阪神の連覇確率は「92%」?!臨時コーチを務めた赤星憲広氏が大胆予想をした理由とは?
臨時コーチをする中で、赤星氏は、昨年は盗塁「1」に終わっていた森下の走力を買い、「力んで上体が起きてしまう欠点を直せば最低10個は走れる」とハッパをかけた。
「近本、中野が出塁するとクリーンナップへの配球が変わる。3番の森下が塁に出て走ってくるとなるとノーマークでは済まなくなり、大山が打ちやすい配球に変わる。相手バッテリーが打者に集中できなくなる」との効果を示した。
岡田監督も選手の意識の高さを評価していた。優勝したオフは行事が重なり例年より多忙になる。だが、その影響はまったく感じなかった。

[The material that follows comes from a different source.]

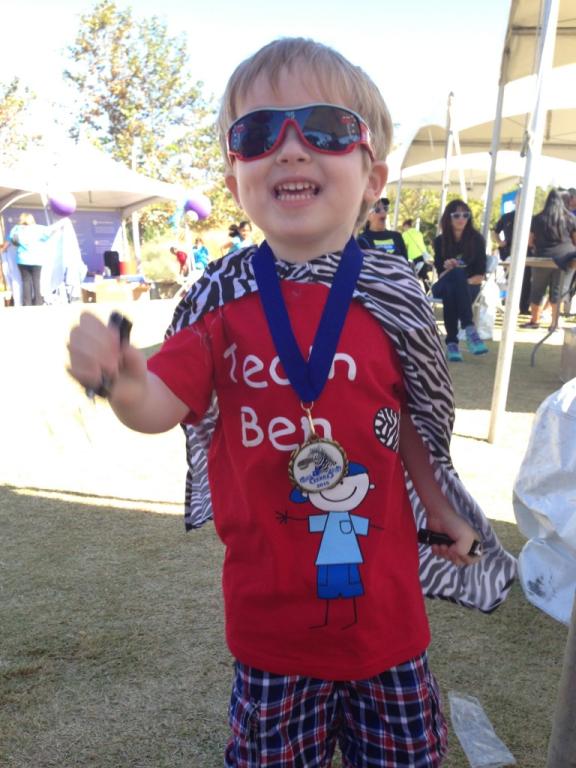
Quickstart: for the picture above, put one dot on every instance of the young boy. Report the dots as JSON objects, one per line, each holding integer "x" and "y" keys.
{"x": 302, "y": 457}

「ちょっと今までと違った選手のオフシーズンだったと思う。年末までは忙しかったけれど、1月に入ってからの自主トレをみんながちゃんとやることわかっているんだけど、やってこないと、こういう動きはできない」
特に岡田監督を喜ばせたのは投手陣の仕上がりだ。
最高防御率タイトルを獲得し、開幕投手の最有力候補である村上は、もう明日開幕を迎えても大丈夫なくらいもう仕上がっていた。伊藤将の出来もはやく、昨年は思ったような結果を残せなかった青柳、ベテランの西勇も「去年より全然ええ」と岡田監督は見ている。
肩のガングリオンを除去した大竹、体調不良だった才木が出遅れているが、開幕を不安視するほどでもない。2年目の秘密兵器左腕の門別、ドラフト2位の椎葉、現役ドラフトでオリックスからきた漆原もブルペンでアピール。新外国人のゲラも第一クールで2日投げ込むなど、新戦力の台頭もあり、チーム防御率2.66を誇る投手陣がさらに活性化している。元中日の“レジェンド左腕”山本昌は、ブルペンを視察して岡田監督に「質量ともに阪神の投手陣はセ・リーグの中で頭ひとつ抜けていますね」との感想を伝えたという。
岡田監督が山本氏の秘密兵器の左腕門別の印象を聞くと「いいですね。僕の現役時代よりボールが速いですよ」と返ってきた。
岡田監督が言う。
「みんな普通に動いているよな。やってきた以上に張り切ってるわけではなく、これだけやってきたから、これくらい動けますみたいに見えるよな。みんなの力量は去年見て分かってるから、それ以上のことを別に見せてもらう必要はない。そら新人や移籍組は、気持ち的に、ええとこを見せようというのは、当たり前やけど。今のその姿を見せてくれればええということや」
侍ジャパンの井端弘和監督が視察した際に「選手がひとまわりふたまわりでかくなったとうに見えますね」と伝えると岡田監督は「自信が大きく見えさせるんやろう」と答えた。
連覇へ向けて危険な“驕り”はなく、何も死角は見当たらない。
元盗塁王が打ち出した「連覇確率92%」という数字は、あながちOBゆえの下駄をはかせた“気配り予想”ではないのかもしれない。